Le rôle des agences de notation est de mesurer le risque de non remboursement des dettes que présente l’emprunteur. Pour cela, elles construisent des scénarios financiers prévisionnels et évaluent la probabilité que chacun de ces scénarios se réalise à partir de l’examen de la structure future des coûts et des revenus de l'emprunteur.
De AAA + à D
Chaque agence possède son système de notation. Schématiquement, les notes s’établissent de A à D avec des échelons intermédiaires. Les notes peuvent être ainsi accompagnées d’un « + » ou « - » ou encore d’un « 1 » ou « 2 ».
De manière générale, plus la note est élevée, plus le risque est faible. Les notes AAA correspondent donc à une bonne solvabilité, les notes BBB définissent une solvabilité moyenne, les CCC indiquent un risque très important de non remboursement. Enfin, la note D traduit une situation de faillite de l’emprunteur.
Dans le cadre de la globalisation financière qui a accru le financement de marché et l’a mondialisé, les investisseurs ne connaissent pas les émetteurs de titres. Les agences de notation produisent pour eux une information indispensable, facile à interpréter et avec plus de moyens que n'en ont la plupart d’entre eux. L'analyse du risque est ainsi déléguée à moindre coût à quelques acteurs spécialisés dans cette activité.
Une situation d'oligopole
Trois agences (deux groupes américains, Standard & Poor's et Moody's, et un acteur à capitaux français, Fitch, filiale du groupe Fimalac) contrôlent à elle seules plus de 90 % du marché mondial de la notation : 80 % pour le duo Standard-Moody's et 14 % pour Fitch.
Zoom sur l'agence Moody's
Deuxième par la taille après Standard and Poor's, Moody's a des bureaux dans 27 pays et compte plus de 4 000 employés. L’agence note environ 100 pays émetteurs de dettes souveraines (dettes émises ou garanties par un emprunteur souvenir, c'est-à-dire un Etat), 12 000 entreprises émettrices d’obligations, 29 000 institutions publiques et 96 000 obligations de fonds structurés. En 2008 son chiffre d’affaires a été de 1,3 milliard d’euros.
En France, Moody's note plus de 77 entreprises, 124 établissements financiers, 14 collectivités locales, 15 OPCVM (organismes de placement collectif en valeurs mobilières) de droit français ainsi qu’un département de gestion de taux.
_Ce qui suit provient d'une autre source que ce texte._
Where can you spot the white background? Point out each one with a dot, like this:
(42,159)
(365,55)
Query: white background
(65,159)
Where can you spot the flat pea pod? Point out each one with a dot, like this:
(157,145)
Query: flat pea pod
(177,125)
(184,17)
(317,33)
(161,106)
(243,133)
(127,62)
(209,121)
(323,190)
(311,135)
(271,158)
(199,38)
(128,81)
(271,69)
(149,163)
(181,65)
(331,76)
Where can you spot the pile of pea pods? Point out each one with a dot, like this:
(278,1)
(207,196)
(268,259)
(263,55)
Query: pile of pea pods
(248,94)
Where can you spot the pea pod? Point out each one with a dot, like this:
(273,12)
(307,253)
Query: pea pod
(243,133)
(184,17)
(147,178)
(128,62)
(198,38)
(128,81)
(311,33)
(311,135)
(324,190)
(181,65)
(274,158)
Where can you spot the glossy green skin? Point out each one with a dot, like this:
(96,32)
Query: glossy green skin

Les agences payées par les émetteurs
Les agences ne demandent pas toujours rétribution aux Etats qu’elles notent. En revanche, depuis les années 1970, les agences de notation ne sont plus payées par les investisseurs qui utilisent la notation dans leur stratégie d’investissement, mais par les émetteurs des produits soumis à notation. D’où le risque de conflit d’intérêt et de situations où les agences pourraient être enclines à fournir des notations accommodantes.
Reste que ces entreprises ne connaissent pas la crise. Ni en termes de développement d’activité (le développement de la titrisation* leur a fourni des marchés considérables) ni en termes de rentabilité (supérieure à 20 %).
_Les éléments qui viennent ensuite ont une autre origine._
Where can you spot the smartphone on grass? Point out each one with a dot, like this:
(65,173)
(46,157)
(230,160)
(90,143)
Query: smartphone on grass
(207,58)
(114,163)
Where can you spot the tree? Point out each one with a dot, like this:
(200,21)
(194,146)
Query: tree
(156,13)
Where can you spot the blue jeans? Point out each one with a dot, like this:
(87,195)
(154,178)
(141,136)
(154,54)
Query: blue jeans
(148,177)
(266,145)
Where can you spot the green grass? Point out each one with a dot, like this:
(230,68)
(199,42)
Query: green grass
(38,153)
*La titrisation est une technique financière qui permet à une banque de transformer en titres négociables des actifs illiquides, c'est-à-dire qui ne sont pas (ou pas facilement) vendables.
Un pouvoir considérable
Les titres moins bien notés présentent des risques et donc des taux d’intérêt plus élevés. Lorsqu’une entreprise et / ou un Etat subissent une dégradation de leur note, cela a pour conséquence d’augmenter le coût de son financement et d’aggraver les difficultés de l’émetteur. Inversement dans le cas contraire. La notation joue de façon « procyclique ».
Le pouvoir de la notation est d’autant plus considérable qu’elle est devenue une norme utilisée par les régulateurs, alors même que les agences de notation soulignent elles-mêmes qu’elles ne font qu’émettre des opinions. Des cours de justice américaines ont confirmé à plusieurs reprises la position des agences, en les considérant comme des « journalistes » ne pouvant être attaquées et rendues responsables au nom du 1er amendement à la Constitution des Etats-Unis (liberté de parole).
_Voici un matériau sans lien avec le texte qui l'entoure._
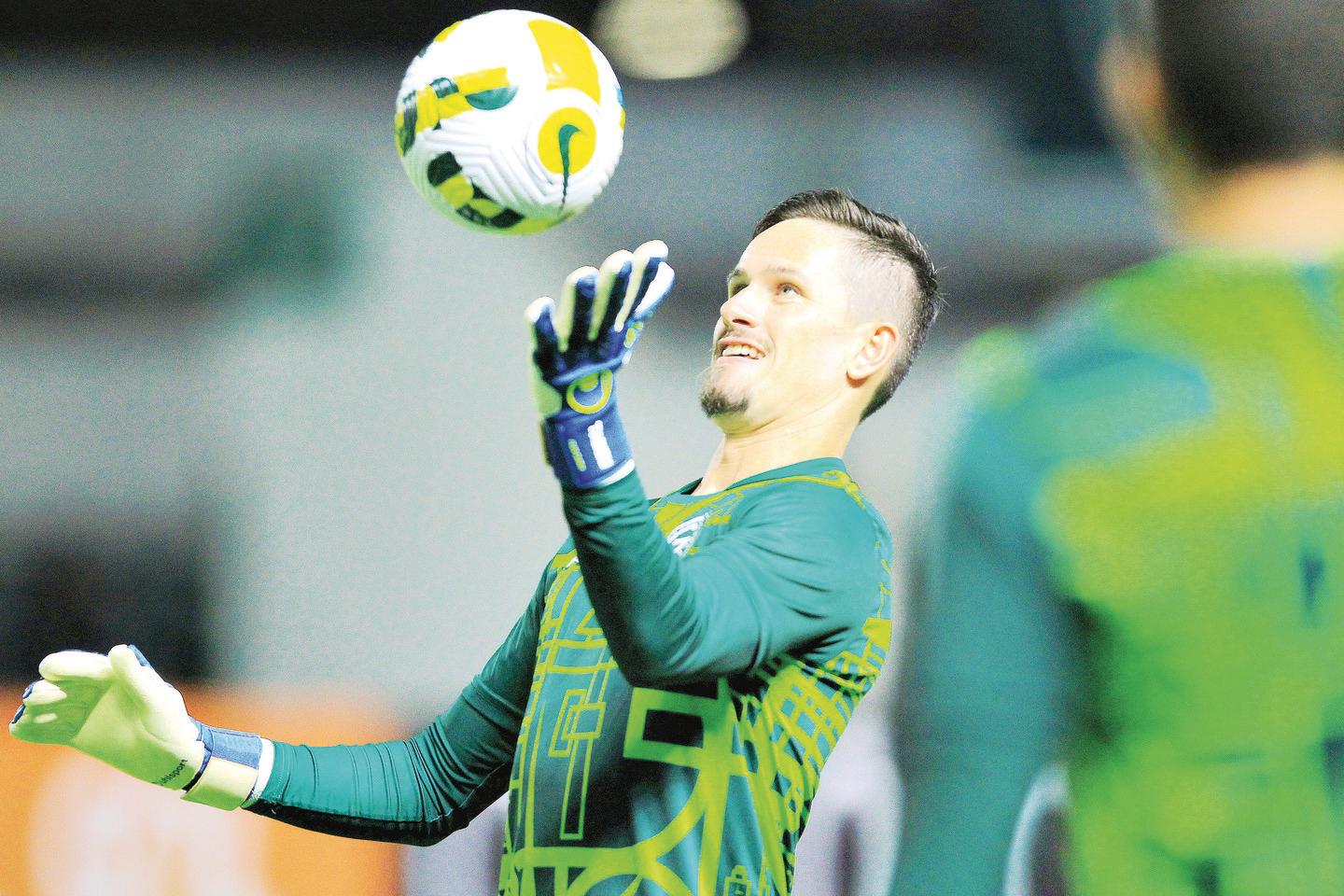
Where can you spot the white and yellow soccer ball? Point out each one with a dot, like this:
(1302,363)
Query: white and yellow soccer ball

Cependant, les régulateurs ont officialisé leur rôle. Les accords de Bâle II font reposer la pondération des actifs pour déterminer le capital réglementaire des banques sur les notations des agences. Les compagnies d’assurances, les fonds de pension, les gérants d’OPCVM sont soumis à des règles de détention d’obligations et de titres appuyées sur les notations des agences. En cas de dégradation trop forte d’un titre, ils doivent vendre. Les titres acceptés par la Banque centrale européenne en contrepartie de refinancement des banques doivent être d’une qualité suffisante estimée par les notes attribuées par les agences.